Selecting Alternating Sets of Variables

Mgarret · Posted 01-06-2012 08:45 PM

Hi all--

A have a series of datasets with variables that start with a prefix such as Q30_ , Q41_ , Q52_. The variables all have a value tagged onto the end. Example: Q30_ 1, Q30_ 2, Q30_ 3 and so on. The amount of varibles will be different in each dataset -- so each dataset can be different depending on how many variables with a certain prefix are generated.

The dataset could look like this:

Q30_1	Q30_2	Q30_3	Q30_4	Q30_5	Q41_1	Q41_2	Q41_3

Or the dataset could look like:

Q30_1	Q30_2	Q30_3	Q41_1	Q41_2	Q41_3	Q41_4	Q41_5	Q41_6	Q41_7

I need to merge these variables with prefixes into other datasets.

Example: For Dataset A, I need to bring in all the variables which start with Q52_, Q3_ and Q17_ from Dataset B which still need to be in numerical order by the value they have tagged on to the prefix. And then I need to bring in the variables LastName, Agency and Status from Dataset C.

So the Final Dataset could look like this:

FirstName	LastName	Q52_1	Q52_2	Q52_3	Agency	Q3_1	Q3_2	Q3_3	Q3_4	Status	Q17_1	Q17_2	Q17_3	Q17_4

The amount of variables that can be brought in could be different every time. So in another situation Q52_ goes up to Q52_14 and Q17_ only goes up to Q17_2

Can a create an array using each variable Prefix (im not sure how to do that)? Is there a way to select only the variables that start with "Q30_" and then select only the variables which start with "Q55_" and so on ?

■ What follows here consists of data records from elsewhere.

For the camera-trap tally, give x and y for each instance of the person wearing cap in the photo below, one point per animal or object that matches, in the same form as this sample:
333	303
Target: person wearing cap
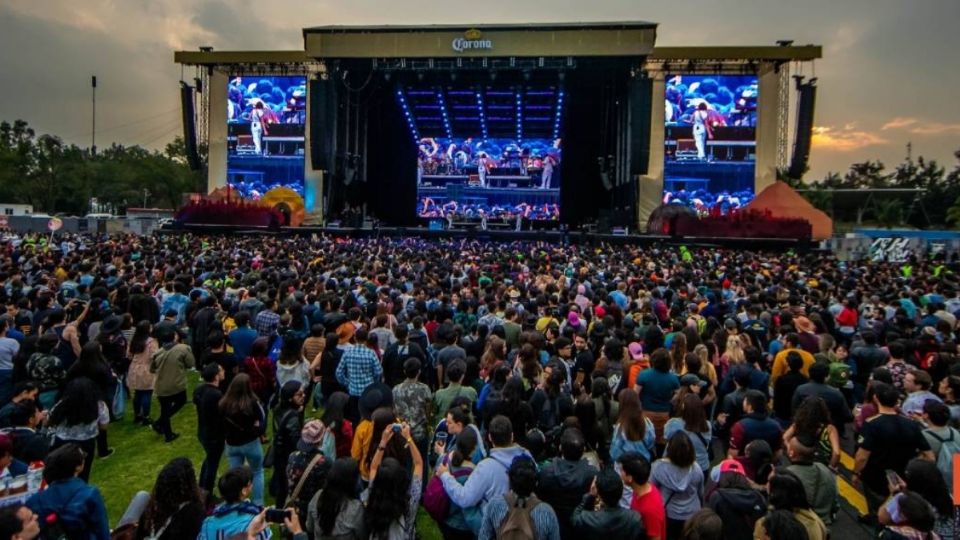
210	431
819	482
170	364
736	501
807	334
68	500
358	369
522	475
268	320
645	498
18	522
566	480
309	464
656	387
791	344
511	327
755	424
610	521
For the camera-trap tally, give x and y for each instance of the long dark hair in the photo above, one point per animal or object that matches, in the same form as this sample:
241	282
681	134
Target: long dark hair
382	419
811	417
138	343
176	485
333	413
239	397
341	487
924	477
693	415
389	497
787	491
466	445
79	404
90	361
632	422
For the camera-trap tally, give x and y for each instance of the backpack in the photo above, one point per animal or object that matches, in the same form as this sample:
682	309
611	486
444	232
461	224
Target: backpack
839	374
519	523
435	499
948	447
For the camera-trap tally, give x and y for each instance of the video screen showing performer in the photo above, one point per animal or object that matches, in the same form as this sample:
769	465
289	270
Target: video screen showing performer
266	118
492	178
710	141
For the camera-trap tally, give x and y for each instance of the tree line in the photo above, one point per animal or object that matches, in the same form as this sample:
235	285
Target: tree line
56	177
937	206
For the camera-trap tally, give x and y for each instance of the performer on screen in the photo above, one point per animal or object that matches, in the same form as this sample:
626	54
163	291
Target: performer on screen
484	163
258	127
701	130
549	162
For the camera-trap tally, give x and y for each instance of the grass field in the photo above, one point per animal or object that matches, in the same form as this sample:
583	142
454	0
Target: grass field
141	453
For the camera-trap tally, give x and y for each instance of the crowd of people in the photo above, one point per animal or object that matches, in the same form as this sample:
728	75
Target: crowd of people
507	390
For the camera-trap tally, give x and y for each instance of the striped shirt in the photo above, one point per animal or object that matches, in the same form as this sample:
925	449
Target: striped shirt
359	368
545	523
267	323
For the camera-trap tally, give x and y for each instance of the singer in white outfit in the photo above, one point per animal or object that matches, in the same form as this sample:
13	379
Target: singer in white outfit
258	126
701	130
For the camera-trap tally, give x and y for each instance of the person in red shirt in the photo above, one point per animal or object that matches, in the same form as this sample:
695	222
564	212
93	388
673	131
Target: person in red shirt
646	499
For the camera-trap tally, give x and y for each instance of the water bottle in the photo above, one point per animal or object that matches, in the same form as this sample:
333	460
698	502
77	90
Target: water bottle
34	476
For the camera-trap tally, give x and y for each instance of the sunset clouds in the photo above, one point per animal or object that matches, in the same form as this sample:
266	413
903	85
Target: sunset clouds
885	79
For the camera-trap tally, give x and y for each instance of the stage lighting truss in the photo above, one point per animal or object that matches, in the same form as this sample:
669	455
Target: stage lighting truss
411	122
443	111
481	114
519	116
518	112
556	122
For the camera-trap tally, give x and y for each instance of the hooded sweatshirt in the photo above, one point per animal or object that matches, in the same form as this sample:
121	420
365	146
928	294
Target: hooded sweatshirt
681	489
487	481
563	483
231	519
170	364
78	507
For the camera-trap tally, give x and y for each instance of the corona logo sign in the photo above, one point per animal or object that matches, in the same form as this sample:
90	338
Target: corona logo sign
471	40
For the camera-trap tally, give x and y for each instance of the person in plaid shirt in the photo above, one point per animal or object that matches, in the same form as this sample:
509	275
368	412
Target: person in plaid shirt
268	320
359	368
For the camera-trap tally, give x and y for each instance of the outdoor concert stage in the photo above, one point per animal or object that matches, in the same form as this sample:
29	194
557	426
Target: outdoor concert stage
407	123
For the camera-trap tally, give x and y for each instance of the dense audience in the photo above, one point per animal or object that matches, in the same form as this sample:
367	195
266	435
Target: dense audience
506	390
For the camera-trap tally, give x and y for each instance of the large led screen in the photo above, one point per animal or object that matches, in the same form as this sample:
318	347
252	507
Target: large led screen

Any assistance is greatly appreciated. Thanks.

Linlin · Posted 01-06-2012 08:55 PM

Yes, you can.

example:

data have;

input q30_1 q30_2 q30_3 aa bb;

cards;

1 2 3 4 5

;

data want;

set have (keep=q30_:);

run;

proc print;run;

Mgarret · Posted 01-06-2012 09:25 PM

Thanks. I have tried that and it does not seem to work with multiple questions.

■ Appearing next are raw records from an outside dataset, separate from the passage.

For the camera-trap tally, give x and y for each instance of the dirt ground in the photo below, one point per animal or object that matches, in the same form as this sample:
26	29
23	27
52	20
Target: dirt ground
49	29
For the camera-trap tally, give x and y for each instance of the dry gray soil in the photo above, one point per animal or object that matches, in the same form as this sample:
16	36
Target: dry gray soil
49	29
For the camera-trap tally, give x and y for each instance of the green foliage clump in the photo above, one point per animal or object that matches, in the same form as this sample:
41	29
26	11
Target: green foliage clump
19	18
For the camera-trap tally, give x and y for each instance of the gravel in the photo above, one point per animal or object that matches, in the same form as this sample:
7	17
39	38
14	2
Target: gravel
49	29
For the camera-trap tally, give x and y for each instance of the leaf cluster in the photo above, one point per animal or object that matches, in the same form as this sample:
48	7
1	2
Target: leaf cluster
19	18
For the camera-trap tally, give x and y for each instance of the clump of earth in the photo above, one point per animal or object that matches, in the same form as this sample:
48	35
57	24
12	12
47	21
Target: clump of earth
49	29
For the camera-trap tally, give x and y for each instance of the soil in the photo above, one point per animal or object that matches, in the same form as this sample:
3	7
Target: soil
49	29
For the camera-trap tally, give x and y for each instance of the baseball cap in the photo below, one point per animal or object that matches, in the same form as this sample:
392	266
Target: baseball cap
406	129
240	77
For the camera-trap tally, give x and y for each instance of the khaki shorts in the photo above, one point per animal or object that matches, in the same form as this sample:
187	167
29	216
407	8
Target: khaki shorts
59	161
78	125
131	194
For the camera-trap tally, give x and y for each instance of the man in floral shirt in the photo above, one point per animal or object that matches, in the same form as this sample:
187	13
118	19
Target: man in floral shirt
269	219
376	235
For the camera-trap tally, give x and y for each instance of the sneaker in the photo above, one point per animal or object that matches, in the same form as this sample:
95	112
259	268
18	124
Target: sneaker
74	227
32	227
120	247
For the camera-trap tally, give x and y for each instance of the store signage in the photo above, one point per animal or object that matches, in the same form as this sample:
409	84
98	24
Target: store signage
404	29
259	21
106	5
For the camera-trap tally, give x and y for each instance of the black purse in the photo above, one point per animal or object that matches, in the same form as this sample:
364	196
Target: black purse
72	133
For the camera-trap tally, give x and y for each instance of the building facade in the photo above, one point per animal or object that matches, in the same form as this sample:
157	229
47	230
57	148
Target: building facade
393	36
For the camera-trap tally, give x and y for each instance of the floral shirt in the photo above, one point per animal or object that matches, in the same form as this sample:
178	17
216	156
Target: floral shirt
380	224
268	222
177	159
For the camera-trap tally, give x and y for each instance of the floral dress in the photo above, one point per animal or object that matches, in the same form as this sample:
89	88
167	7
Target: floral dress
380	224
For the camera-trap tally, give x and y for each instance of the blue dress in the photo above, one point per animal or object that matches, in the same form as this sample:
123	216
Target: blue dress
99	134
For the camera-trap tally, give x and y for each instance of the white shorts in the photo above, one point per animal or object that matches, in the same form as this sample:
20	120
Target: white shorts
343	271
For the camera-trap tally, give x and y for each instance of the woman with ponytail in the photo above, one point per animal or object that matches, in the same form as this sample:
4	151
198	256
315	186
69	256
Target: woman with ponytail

Linlin · Posted 01-06-2012 10:21 PM

Using the sample data created by Patrick:

data have_A;

id=1;

array Q3_ {5} 8. (5*2);

array Q17_ {9} 8. (9*20);

array Q41_ {10} 8. (10*1);

array Q52_ {10} 8. (10*1);

someOtherVar=0;

output;

run;

data have_B;

id=1;

FirstName='fn';

LastName='ln';

Agency='A';

Status='1';

run;

data want;

merge have_a have_b;

by id;

run;

proc sql noprint;

select name into :q3 separated by ' '

from dictionary.columns

where libname='WORK' and memname='WANT' and upcase(substr(name,1,3))='Q3_'

order by name;

select name into :q17 separated by ' '

from dictionary.columns

where libname='WORK' and memname='WANT' and upcase(substr(name,1,3))='Q17'

order by name;

select name into :q41 separated by ' '

from dictionary.columns

where libname='WORK' and memname='WANT' and upcase(substr(name,1,3))='Q41'

order by name;

select name into :q52 separated by ' '

from dictionary.columns

where libname='WORK' and memname='WANT' and upcase(substr(name,1,3))='Q52'

order by name;

quit;

data want;

retain firstname lastname &q52 agency &q3 status &q52 &q41;

set want(drop=id);

run;

Patrick · Posted 01-06-2012 09:24 PM

Not the most efficient way from a processing point of view - but easy to code.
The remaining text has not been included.